The titles coach and mentor have similar connotations. The term coach as a verb means to train or instruct. The word mentor as a verb means to advise or train someone, especially a younger colleague. In my experience, mentoring sessions were task-driven with a defined end date. The mentoring relationship was more about reaching the goal of the task rather than building the relationship. I did not share as much as I would have shared with a coach because of the bias I had going into the conversation with the mentor.  

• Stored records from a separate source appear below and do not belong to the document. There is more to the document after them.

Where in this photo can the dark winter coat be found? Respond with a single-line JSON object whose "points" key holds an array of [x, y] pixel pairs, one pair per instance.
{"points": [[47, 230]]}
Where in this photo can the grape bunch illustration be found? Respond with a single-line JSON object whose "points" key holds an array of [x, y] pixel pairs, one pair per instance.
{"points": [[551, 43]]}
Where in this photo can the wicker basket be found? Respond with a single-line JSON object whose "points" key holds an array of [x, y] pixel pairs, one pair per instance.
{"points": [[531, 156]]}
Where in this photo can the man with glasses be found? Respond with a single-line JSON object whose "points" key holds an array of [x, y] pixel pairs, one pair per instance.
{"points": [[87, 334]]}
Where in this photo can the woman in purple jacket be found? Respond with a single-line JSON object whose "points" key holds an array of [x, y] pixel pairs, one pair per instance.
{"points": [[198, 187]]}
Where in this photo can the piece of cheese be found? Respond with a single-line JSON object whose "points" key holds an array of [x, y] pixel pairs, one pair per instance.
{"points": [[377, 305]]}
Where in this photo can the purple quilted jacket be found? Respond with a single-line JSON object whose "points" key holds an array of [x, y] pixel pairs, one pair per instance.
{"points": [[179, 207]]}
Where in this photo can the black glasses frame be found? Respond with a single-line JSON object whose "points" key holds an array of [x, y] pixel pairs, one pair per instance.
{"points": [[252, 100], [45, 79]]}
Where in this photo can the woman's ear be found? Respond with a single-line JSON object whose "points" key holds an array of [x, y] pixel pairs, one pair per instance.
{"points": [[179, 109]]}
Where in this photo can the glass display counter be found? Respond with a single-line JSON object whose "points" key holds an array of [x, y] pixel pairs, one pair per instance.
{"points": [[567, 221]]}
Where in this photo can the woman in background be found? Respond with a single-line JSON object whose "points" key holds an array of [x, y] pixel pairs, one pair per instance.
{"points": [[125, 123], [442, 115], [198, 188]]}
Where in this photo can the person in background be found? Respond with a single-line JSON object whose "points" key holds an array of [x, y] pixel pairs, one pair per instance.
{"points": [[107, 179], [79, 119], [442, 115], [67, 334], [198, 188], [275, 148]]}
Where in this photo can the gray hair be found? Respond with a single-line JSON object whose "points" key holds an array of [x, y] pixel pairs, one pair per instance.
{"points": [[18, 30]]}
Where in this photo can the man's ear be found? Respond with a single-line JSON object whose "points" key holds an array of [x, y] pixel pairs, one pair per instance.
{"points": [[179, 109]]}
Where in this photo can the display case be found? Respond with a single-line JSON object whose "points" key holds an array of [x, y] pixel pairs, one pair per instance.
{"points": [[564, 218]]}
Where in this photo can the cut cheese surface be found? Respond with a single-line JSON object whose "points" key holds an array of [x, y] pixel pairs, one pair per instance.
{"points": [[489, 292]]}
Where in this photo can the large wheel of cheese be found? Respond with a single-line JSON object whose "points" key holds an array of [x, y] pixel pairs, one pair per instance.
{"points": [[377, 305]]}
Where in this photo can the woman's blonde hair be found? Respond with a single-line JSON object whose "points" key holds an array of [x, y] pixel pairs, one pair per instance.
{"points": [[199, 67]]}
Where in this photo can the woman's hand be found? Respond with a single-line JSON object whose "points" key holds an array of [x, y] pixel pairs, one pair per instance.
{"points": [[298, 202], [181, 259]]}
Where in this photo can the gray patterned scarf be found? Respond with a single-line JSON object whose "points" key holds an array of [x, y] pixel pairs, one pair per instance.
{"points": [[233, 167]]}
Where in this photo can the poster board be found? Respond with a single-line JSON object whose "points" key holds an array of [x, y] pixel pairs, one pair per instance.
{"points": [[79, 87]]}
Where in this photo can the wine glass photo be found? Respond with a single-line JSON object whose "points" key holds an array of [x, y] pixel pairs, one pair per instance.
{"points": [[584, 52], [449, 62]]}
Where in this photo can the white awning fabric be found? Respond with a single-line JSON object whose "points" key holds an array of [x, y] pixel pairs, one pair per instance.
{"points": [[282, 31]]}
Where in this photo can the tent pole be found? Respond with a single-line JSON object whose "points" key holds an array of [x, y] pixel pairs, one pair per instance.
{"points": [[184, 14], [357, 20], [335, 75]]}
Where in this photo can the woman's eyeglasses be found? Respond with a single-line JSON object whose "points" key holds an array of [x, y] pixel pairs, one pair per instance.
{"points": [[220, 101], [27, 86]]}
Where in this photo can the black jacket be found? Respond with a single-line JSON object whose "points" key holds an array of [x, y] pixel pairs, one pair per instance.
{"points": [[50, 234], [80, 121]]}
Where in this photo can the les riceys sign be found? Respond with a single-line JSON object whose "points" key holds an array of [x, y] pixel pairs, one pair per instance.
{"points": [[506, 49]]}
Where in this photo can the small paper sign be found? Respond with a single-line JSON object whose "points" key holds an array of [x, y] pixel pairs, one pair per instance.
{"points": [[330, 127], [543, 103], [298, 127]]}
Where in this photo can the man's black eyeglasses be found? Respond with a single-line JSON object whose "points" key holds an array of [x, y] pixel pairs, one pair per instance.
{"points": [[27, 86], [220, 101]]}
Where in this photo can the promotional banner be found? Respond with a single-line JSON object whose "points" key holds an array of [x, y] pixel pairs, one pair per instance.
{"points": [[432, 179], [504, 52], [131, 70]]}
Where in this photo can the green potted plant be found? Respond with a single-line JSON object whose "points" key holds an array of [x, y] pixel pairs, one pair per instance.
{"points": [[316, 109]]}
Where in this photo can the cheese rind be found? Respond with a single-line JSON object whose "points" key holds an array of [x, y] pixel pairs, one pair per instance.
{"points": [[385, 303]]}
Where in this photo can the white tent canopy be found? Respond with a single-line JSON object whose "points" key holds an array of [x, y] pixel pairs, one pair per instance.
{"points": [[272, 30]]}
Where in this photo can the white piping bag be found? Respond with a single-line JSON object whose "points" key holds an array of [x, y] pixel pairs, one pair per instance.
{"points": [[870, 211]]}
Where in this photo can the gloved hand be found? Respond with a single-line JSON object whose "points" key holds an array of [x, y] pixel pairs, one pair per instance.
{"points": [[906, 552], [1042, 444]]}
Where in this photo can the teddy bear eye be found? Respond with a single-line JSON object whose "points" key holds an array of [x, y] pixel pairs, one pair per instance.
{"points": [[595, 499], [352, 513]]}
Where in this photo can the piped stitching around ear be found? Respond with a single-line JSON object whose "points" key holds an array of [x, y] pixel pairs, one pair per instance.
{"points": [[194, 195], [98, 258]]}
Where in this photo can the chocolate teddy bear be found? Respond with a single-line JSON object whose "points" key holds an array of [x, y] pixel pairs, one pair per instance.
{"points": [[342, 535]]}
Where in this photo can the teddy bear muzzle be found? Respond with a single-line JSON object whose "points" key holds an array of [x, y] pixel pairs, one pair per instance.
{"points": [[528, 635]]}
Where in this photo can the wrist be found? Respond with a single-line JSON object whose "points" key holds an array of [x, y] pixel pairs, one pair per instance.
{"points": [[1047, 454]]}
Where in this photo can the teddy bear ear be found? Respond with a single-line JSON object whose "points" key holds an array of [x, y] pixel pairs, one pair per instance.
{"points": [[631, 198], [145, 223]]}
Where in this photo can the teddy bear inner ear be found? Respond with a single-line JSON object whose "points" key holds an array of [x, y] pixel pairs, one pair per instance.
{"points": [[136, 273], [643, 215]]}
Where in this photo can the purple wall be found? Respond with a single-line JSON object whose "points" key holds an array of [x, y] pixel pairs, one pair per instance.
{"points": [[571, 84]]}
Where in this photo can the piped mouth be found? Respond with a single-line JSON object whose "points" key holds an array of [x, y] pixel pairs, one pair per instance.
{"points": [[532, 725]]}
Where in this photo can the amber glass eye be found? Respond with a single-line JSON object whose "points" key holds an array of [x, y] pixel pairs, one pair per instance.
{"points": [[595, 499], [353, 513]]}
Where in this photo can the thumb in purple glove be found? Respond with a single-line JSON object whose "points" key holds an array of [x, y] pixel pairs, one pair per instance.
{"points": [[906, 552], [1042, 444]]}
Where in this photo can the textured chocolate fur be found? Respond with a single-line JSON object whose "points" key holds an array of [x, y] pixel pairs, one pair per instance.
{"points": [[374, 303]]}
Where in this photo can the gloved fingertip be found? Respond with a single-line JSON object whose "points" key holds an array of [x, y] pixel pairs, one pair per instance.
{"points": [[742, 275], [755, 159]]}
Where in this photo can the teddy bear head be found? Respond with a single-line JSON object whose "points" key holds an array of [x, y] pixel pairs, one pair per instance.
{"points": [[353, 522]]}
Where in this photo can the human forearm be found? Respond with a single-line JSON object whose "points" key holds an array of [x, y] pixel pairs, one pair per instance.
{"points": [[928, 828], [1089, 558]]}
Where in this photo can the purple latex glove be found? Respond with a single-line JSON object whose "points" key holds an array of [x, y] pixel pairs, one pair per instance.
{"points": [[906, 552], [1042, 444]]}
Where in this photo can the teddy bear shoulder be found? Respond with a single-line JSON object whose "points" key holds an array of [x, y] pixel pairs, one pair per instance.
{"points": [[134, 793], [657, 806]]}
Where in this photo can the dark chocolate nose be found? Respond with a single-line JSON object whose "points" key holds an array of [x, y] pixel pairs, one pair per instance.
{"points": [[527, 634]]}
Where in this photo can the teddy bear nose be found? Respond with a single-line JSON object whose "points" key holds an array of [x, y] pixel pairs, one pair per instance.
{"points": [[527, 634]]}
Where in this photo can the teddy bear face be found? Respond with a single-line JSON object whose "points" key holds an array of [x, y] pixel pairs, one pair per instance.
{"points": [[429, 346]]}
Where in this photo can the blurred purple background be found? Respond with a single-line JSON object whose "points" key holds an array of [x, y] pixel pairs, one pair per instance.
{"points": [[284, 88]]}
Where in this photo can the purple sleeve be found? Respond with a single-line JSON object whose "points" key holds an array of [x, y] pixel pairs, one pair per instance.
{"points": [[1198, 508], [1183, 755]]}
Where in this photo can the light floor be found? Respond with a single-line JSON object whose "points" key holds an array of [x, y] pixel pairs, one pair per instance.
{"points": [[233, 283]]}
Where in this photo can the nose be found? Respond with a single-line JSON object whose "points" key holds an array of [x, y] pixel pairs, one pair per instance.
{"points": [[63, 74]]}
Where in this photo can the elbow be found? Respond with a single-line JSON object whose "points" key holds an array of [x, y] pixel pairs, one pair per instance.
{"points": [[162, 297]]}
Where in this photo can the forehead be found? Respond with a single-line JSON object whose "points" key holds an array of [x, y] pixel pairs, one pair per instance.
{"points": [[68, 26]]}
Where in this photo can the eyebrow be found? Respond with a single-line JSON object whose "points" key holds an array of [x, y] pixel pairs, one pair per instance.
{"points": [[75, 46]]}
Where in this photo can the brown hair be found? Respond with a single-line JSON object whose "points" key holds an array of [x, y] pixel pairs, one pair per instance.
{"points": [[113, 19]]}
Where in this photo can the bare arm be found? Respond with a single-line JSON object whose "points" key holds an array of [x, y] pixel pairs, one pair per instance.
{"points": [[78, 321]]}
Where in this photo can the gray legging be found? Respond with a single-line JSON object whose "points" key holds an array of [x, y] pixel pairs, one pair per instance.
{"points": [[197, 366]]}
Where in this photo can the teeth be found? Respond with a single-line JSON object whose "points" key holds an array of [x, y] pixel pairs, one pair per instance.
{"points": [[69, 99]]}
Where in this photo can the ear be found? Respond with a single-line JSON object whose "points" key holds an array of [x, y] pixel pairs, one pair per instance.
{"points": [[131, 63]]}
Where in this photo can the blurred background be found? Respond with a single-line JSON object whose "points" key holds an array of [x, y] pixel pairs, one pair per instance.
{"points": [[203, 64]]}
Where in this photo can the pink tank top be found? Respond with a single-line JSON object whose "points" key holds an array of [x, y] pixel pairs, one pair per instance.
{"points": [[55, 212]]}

For those Gallup-Certified Strengths Coaches out there in the world, you know the abundance of differences between coaching and mentoring. Coaching with the Clifton StrengthsFinder (CSF) is using Gallup’s science to build talented individuals. We begin by building a relationship with the client. We then use tools, evidence and insights to help them know themselves better. A coach sits in the passenger seat, helping a client to understand, adjust and guide themselves in pursuit of improved performance. 

Don Clifton once said, “Our lives are shaped by our interactions with others. Whether we have a long conversation with a friend or simply place an order at a restaurant, every interaction makes a difference.” My Competition hears those words and ignites the possibilities that still are ahead of me. 

The world is shifting, and people are asking for a coach in their life now more than ever. In Gallup’s latest research on millennials, a coach is defined as someone who understands the individual and motivates that person. A coach individualizes expectations and removes barriers for high performance, and 59% of millennials report that the opportunity to learn and grow is extremely important to them. There is no time like now to do exactly that: understand and motivate. Be the coach that so many people require.  


Adam Hickman is a Learning Design Consultant at Gallup. He specializes in Leadership Development and Emotional Intelligence. Adam received his B.A. in Communications from Hiram College and his Master's Degree in Management from Walden University.





Adam's top 5 strengths are: Ideation | Command | Analytical | Competition | Individualization

1 comment :

Joe said...

Very nice post, Adam.

Your description of how your Command manifests reminds me of a supervisor that I did not have and did not get along with. I think, had she had a coach, she would have been an excellent supervisor, but she often acted without regard to people's emotional responses, which is tough for me (Empathy #1).

Great insight; thank you for sharing your journey.